Auf der Erlösseite wirkten sich laut den Marktexperten der AMI vor allem die sinkenden Milcherzeugerpreise aus, die im ersten Quartal 2026 rund 80 Prozent der Einnahmen ausmachten. Seit August 2025 seien sie um schätzungsweise mehr als 14 Cent/kg Milch zurückgegangen und belasteten die Gesamterlöse erheblich. Andere Erlöskomponenten hätten dies nur teilweise kompensieren können.

Der Verkauf von Schlacht- und Nutzvieh habe dagegen an Bedeutung gewonnen. Während dieser Anfang 2025 rund 10 Prozent der Erlöse ausgemacht habe, habe der Anteil Anfang 2026 bereits bei knapp 20 Prozent gelegen. Ursache seien deutlich gestiegene Viehpreise bei gleichzeitig rückläufigen Milcherzeugerpreisen. 

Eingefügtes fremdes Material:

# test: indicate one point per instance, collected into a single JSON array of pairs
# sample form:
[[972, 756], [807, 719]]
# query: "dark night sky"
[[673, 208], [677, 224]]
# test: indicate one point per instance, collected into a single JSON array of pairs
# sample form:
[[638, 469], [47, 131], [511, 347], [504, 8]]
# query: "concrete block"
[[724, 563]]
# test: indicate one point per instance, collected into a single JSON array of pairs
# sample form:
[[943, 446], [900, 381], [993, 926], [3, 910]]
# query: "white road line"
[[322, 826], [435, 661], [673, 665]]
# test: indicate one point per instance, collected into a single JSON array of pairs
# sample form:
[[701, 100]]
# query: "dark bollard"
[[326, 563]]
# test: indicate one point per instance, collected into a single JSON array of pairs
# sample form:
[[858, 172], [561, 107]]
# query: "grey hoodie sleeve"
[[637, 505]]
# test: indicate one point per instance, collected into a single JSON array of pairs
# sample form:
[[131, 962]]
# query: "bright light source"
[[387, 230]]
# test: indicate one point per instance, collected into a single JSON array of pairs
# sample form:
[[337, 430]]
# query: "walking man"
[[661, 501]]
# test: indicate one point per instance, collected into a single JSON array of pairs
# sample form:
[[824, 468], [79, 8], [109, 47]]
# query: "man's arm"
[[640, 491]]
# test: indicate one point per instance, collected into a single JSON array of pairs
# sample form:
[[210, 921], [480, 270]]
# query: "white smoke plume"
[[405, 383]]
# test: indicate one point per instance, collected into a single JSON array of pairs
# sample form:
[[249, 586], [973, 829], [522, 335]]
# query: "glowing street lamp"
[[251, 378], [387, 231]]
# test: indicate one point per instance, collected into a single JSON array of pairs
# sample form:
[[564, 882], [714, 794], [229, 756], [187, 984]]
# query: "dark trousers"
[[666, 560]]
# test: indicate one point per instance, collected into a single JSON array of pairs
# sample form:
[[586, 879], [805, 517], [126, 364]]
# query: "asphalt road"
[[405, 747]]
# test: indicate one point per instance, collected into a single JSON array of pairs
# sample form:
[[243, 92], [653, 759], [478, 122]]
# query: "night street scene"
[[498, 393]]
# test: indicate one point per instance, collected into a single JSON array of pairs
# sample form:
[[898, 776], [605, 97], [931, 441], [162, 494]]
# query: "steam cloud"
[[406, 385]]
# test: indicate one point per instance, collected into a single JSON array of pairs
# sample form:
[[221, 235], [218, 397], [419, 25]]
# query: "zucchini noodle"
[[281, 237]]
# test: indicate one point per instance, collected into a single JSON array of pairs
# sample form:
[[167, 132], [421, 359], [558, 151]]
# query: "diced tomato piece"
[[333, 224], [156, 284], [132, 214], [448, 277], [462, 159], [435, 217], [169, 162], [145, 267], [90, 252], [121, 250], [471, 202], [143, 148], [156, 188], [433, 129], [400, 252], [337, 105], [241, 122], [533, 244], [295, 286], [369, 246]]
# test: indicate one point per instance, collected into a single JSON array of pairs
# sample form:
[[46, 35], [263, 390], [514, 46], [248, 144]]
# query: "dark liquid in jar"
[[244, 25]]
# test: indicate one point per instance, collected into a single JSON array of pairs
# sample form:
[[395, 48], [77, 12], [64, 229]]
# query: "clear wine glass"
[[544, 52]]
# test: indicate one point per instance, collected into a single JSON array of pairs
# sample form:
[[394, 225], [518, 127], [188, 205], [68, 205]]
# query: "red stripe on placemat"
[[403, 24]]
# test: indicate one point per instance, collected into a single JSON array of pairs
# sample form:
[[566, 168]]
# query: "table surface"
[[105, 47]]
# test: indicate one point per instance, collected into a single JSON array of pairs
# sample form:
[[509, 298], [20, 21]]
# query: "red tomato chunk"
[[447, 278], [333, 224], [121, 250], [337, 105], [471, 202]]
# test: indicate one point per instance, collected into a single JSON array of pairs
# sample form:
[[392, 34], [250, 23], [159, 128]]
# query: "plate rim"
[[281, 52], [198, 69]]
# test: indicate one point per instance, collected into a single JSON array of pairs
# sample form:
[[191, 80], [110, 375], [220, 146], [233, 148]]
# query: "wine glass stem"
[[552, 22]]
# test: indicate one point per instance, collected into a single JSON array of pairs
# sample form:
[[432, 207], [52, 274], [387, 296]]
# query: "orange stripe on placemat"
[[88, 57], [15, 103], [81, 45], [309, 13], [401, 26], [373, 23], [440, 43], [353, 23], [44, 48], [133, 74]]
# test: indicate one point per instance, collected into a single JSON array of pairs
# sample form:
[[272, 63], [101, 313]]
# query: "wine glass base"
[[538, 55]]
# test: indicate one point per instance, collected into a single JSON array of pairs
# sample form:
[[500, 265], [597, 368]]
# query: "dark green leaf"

Die Erlöse für Altkühe lagen im ersten Quartal 2026 bei 5,90 bis 6,00 Euro je kg Schlachtgewicht, so die AMI. Nutzkälber hätten von Januar bis März durchschnittlich 169 bis 205 Euro je Tier erzielt. Hintergrund seien eine rege Nachfrage und ein knappes Angebot. 

Dennoch blieb die Erlössituation insgesamt angespannt. Nach ersten AMI-Schätzungen lag der Gesamterlös im ersten Quartal 2026 bei durchschnittlich 49,1 Cent/Kilogramm Milch, nach 61,5 Cent/Kilogramm im Vorjahreszeitraum.